Neither the President nor his landmark domestic policy achievement received positive marks in the latest Quinnipiac survey of Pa voters. They disapprove Barack Obama’s job performance 51% to 44%, and disapprove the 2010 Affordable Care Act 53% to 37%.
The President’s numbers are in the same neighborhood as his lowest ever in Pa., which Quinnipiac recorded as 53% disapproval to 42% approval in April 2011.
Independents disapprove Obama by at 23 point margin, 58% to 35%, while men disapprove 57% to 39%. Women approve Obama’s job performance 49% to 46%. The President is also on positive ground among voters with a college degree (52% to 44%) and voters ages 18 to 34 (50% to 44%).

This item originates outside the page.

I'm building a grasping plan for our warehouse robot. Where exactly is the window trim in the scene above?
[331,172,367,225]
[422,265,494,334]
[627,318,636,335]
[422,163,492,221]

The Affordable Care Act, known as Obamacare, fared even worse. 53% of respondents said they disapproved the law, including 37% who said they did so strongly. 37% of them approved it, just 17% of them doing so strongly.
The pollster phrased the question thusly: “35. From what you’ve heard or read, do you approve or disapprove of the health care law that was enacted in 2010?”
While Republicans disapproved it strongly (83% to 10%) Democrats were more split (approving it 65% to 21%). Among other demographic categories including gender, age, income and education level, only those with a college degree gave the law favorable marks (49% to 45%).
By a wide margin, voters said they predict the law will either not help them personally (42%) or indeed hurt them (40%) versus those who believe the law will help them personally (13%).
Quinnipiac interviewed 1,116 registered voters from March 6 to 11 via land lines and cell phones. The margin of error is plus or minus 2.9%.